Çünkü insanlar, en çok da yorgunken, kırılmışken, dağıldıklarında liman ararlar. Ve o limana yanaşırken, niyetleri iyileşmektir,kendi yaralarını sarmak, yeniden ayakta durmak. Bunu yaparken seni de severler, belki içten, samimi… Ama esas amaçları sende durmak değil, kendilerini yeniden yola koymaktır. Liman olmak, bu yüzden göründüğünden daha ağır bir yüktür. Çünkü limanlar, yolcularını çoğu zaman uğurlamak için vardır. Fırtına diner. Gün doğar. Ve onlar, yeniden açılırken, seni geride bırakırlar. Çünkü liman onların evi değildir. Sadece mola yeridir. Bir onarım noktası. Ve giderken arkalarında ne bıraktıklarına nadiren bakarlar. Oysa sen, onların yüklerini taşıyan zemin olmuşsundur. Demir atarken bıraktıkları çapa, sözcükler, gözyaşları, korkular… Hepsi sende kalır. Ve giderken, senden bir parça götürürler. Hem de hiç farkına varmadan.
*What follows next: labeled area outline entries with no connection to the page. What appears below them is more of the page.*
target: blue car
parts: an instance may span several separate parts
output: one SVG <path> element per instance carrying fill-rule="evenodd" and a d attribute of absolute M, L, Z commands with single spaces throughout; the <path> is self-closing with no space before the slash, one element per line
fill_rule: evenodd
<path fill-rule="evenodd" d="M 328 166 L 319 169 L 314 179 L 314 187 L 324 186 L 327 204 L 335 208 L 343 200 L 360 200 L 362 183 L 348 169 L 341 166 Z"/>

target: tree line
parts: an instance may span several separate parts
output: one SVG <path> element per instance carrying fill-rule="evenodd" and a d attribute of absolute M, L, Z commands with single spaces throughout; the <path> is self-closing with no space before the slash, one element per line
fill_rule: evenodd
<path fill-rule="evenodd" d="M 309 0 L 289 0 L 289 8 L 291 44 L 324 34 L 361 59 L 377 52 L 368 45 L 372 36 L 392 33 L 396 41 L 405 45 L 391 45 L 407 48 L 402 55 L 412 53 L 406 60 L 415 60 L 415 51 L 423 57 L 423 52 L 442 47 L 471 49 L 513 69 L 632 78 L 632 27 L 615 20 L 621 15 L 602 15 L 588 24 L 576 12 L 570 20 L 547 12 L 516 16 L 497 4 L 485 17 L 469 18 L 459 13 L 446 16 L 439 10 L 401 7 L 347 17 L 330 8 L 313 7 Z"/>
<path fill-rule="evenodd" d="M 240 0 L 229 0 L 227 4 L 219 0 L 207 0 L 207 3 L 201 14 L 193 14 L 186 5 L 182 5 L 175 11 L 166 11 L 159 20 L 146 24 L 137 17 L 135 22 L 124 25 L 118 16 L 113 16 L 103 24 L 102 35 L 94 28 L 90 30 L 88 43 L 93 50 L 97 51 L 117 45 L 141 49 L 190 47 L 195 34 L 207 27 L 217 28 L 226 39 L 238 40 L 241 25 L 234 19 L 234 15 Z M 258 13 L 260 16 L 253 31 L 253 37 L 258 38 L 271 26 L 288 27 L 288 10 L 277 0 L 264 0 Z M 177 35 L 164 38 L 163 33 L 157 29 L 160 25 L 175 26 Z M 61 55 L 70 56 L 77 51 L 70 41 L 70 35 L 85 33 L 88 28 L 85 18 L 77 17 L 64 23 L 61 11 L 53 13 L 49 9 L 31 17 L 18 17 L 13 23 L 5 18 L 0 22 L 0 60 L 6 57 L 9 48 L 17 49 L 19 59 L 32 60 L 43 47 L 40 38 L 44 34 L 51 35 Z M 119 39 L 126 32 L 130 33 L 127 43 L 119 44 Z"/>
Sen ne yaparsın? Önce kalırsın. Kendine sorduğun sorulara cevap ararsın. Oysa mesele senin ne yaptığın ya da yapmadığın değildir. Mesele, onların seni ne olarak gördüğüdür. Bir insan değil de, bir işlevsindir onlar için sadece. Sığınılacak bir yer. Ama kalınmayacak bir yer. Sevilir, ama seçilmezsin. Gidilen değil, dönülen yer olursun. Ta ki yeniden yolculuk başlayana kadar.
İşte o zaman anlarsın: Değer görmekle kullanılmak arasında çok ince bir çizgi vardır. Ve çoğu zaman o çizgiyi, iyi niyetinle kendin silmişsindir. Sevgi zannettiğin şeyin, sadece ihtiyaç duyulmak olduğunu fark ettiğinde, içindeki en derin sarsıntı başlar. Çünkü insan, kullanılmaya razı olduğu yerde en çok kendine ihanet eder. Oysa sen ne istedin? Yalnızca kalınmak. Gidilmemek. Birinin “sığınağı” değil, “varacağı yer” olduğunu hissetmek.
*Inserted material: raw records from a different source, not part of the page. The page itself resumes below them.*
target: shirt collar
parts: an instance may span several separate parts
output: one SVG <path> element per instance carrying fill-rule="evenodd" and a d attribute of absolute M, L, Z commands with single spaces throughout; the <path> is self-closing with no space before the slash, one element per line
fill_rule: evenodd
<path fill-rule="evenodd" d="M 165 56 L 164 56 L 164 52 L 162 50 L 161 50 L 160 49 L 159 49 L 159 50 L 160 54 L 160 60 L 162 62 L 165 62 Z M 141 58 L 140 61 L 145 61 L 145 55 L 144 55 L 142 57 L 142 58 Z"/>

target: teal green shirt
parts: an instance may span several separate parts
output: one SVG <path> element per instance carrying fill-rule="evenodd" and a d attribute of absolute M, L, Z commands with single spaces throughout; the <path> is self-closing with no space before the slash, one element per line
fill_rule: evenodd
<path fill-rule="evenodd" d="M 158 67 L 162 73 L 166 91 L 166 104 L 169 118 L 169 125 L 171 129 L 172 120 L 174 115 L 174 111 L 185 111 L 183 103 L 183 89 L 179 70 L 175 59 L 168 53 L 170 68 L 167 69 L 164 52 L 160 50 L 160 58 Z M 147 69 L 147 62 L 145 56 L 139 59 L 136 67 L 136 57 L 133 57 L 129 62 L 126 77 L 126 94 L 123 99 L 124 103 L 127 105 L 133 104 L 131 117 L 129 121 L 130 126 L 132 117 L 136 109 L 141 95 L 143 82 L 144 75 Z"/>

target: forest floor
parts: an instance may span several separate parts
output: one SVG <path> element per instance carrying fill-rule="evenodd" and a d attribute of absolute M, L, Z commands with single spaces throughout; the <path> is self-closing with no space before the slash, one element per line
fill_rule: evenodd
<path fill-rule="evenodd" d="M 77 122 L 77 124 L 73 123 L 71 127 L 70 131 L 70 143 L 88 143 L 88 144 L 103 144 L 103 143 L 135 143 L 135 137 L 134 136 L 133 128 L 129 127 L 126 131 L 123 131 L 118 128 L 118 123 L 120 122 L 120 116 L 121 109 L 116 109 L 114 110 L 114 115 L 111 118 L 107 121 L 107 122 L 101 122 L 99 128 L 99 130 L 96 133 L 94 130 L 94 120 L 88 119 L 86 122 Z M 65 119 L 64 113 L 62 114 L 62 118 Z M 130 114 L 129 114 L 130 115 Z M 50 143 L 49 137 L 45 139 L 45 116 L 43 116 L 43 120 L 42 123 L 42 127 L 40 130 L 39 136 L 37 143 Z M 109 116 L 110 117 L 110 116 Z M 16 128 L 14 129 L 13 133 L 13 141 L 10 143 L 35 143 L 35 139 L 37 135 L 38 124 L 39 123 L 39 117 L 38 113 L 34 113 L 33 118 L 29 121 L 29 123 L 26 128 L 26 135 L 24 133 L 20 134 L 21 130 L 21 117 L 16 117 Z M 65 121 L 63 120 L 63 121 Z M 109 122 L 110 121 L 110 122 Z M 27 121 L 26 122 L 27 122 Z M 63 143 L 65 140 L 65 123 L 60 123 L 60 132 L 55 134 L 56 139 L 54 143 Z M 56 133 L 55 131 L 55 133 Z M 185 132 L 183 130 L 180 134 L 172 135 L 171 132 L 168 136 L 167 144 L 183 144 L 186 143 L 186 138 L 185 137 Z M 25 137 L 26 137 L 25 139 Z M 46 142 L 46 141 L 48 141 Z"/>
Ama insanın doğasında, ihtiyaç bittiğinde unutuş vardır; fakat sen, bir başkasına liman olurken onun seni nereye koyduğunu düşünmeyecek kadar meşgulsündür. Onu sararken, kendine yabancılaşırsın. Ve gün gelir, içinde öyle derin bir sessizlik oluşur ki seni kimse duyamaz hale gelirsin. Çünkü artık sadece bir liman değil, terk edilmiş bir kıyı olmuşsundur.
İşte burada başlar hakikat. Bu bir kahramanlık hikâyesi değildir. Bu, yavaş yavaş tükenen bir varoluşun sessiz öyküsüdür. Çünkü herkes gidince, geriye yalnızca sen kalırsın.
Belki liman olmak artık yüceltilmesi gereken bir şey değildir. Belki önemli olan, bir başkasının rotası için kıyı olmak değil, kendi içinin yönünü bulmaktır. Kimseye demir attırmadan, kimsenin yükünü sırtlamadan, sadece kendi dalgalarınla kalabilmektir esas olan. İnsan bazen şunu kabul etmelidir: Bazı kıyılara hiç kimse dönmez ve bazı insanlar sadece geçip gitmek için gelir.
Yine de bir şey kalır geriye: Gerçek. Acının içinden süzülen, yanılgının ortasında doğan bir farkındalık… O farkındalık şudur: Liman olmak seni değerli yapmaz. Değerli olmak, liman olmayı gerektirmez. Ve bazen, bir liman gibi değil, sadece deniz gibi özgür olmak gerekir. Kimseyi taşımadan, kimseye yer açmadan, yalnızca kendin olarak akmak. Çünkü en güvenli yer, başkasının sana ihtiyaç duyması değil; senin, artık ihtiyaç duyulmayan biri olmayı göze alabilecek kadar kendin olmandır.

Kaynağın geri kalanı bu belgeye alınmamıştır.